42. Ignacio Simón - Old Friends

Échappé de Northwest, duo anglais responsable de deux des plus beaux disques de pop orchestrale et impressionniste de ces dernières années (citons surtout II, chroniqué ici), Ignacio Simón s’avère tout aussi sensible et ambitieux en solo, évoquant plus que jamais Mark Hollis à la grande époque de Talk Talk (cf. ce morceau-titre aux orchestrations renversantes) mais également David Sylvian (la fragile solennité du final The Magician tout en spleen pianistique et en nappes ambient) ou plus récemment Zelienople, sur cet Old Friends dont les chansons prennent le temps de dérouler leurs atmosphères de l’ombre à la lumière, puis de les transfigurer par ces arrangements d’une justesse infinie en contrepoint du romantisme en suspension du chant, véritable révélation de ce 4e long format (après notamment deux soundtracks plus expérimentaux) tant la voix du Londonien, rarement présente précédemment, n’y faisait figure que d’un élément discret parmi d’autres. Ici donc, pour la première fois, des chansons à proprement parler parmi les plus belles de l’année et un timbre capable d’enchanter même les incursions les plus ardues du disque, à l’image de ce Victor de 12 minutes aux velléités subtilement dissonantes, une douceur contrebalancée néanmoins par des morceaux nettement plus fantasmatiques voire cauchemardés, ces instrumentaux jumeaux Being Here et Being There, vecteur d’un contraste cinématographique et subconscient des plus saisissants.

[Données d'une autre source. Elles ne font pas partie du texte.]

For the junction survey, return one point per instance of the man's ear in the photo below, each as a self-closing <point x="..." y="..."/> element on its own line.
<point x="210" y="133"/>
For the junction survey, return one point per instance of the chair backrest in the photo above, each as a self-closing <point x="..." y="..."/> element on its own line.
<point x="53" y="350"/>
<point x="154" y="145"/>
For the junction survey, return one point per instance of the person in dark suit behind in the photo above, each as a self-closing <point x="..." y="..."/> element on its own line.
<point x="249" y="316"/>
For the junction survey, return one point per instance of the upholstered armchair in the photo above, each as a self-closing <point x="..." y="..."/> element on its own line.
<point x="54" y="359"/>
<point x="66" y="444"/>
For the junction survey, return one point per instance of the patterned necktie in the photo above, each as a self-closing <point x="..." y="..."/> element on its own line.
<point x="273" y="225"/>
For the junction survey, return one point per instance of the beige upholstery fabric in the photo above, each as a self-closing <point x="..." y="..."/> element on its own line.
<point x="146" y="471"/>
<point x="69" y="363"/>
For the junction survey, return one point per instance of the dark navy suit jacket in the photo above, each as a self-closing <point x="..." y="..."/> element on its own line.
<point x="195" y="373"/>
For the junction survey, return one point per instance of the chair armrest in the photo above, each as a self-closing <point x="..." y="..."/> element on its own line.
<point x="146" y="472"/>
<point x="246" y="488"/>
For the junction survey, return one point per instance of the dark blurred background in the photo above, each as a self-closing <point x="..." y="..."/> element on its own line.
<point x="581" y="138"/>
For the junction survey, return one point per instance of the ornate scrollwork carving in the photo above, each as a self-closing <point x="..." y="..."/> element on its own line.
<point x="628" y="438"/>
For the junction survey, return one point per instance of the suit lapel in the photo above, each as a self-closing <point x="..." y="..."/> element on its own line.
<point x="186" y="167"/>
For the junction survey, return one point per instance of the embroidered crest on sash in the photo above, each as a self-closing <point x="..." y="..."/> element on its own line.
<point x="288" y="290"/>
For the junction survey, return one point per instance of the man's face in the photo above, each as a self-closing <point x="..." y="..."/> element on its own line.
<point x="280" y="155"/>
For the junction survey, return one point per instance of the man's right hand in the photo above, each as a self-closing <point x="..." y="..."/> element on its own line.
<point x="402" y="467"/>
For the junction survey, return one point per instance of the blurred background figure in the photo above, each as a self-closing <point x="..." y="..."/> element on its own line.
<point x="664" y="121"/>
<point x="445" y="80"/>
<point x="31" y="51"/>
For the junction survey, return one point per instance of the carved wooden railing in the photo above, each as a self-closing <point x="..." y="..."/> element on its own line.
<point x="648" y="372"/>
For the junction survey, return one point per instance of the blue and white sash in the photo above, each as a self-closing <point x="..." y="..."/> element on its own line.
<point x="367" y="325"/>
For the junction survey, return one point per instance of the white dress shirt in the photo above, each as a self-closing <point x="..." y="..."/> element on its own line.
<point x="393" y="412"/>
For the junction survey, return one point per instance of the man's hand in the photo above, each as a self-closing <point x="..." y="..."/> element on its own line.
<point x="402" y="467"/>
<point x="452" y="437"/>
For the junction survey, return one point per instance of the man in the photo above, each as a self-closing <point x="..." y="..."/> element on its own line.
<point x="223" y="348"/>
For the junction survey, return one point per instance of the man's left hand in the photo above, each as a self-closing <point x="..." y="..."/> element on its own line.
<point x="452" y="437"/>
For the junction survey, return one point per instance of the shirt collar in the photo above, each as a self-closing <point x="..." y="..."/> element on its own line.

41. Machinefabriek - With Drums

Après les voix manipulées de ses amis musiciens sur l’excellent With Voices en 2019, il est question ici pour le Néerlandais Rutger Zuydervelt de s’approprier de courtes pistes de batterie enregistrées de la manière la plus lofi possible par une pléiade de collaborateurs à faire pâlir même Aidan Baker et son fameux The Spectrum of Distraction, parmi lesquels Jim White, Tony Buck de The Necks, Greg Saunier (Deerhoof), Steven Hess (Locrian), Thor Harris (Swans), Jon Mueller (Death Blues - cf. quelques places plus haut), Karen Willems, Tom Malmendier, Mike Weis (Zelienople), René Aquarius (Dead Neanderthals) ou les ex Anticon Martin Dosh et Josiah Wolf (Why ?), entre autres grands noms des musiques expérimentales d’aujourd’hui. Procédant par collages avec en général les interventions de trois batteurs sur chaque court morceau, il imbrique, loope et superpose ces ébauches rythmiques d’un titre à l’autre avec quelques ajouts électroniques ou instrumentaux plutôt minimalistes, en général de simples nappes ambient ou des cordes éparses, et construit une suite aux élans libertaires étonnamment méditatifs, alternant groove et déstructuration, hypnotisme mystique et abstraction presque IDM au gré des morceaux qui s’enchaînent sans temps port mais n’excluent pas pour autant les respirations. Au final, With Drums s’impose comme un disque d’improv avant-gardiste particulièrement accessible de par son enchaînement jubilatoire de vignettes ne dépassant presque jamais les 2 minutes et formant néanmoins un ensemble autrement plus fascinant que la somme de ses parties.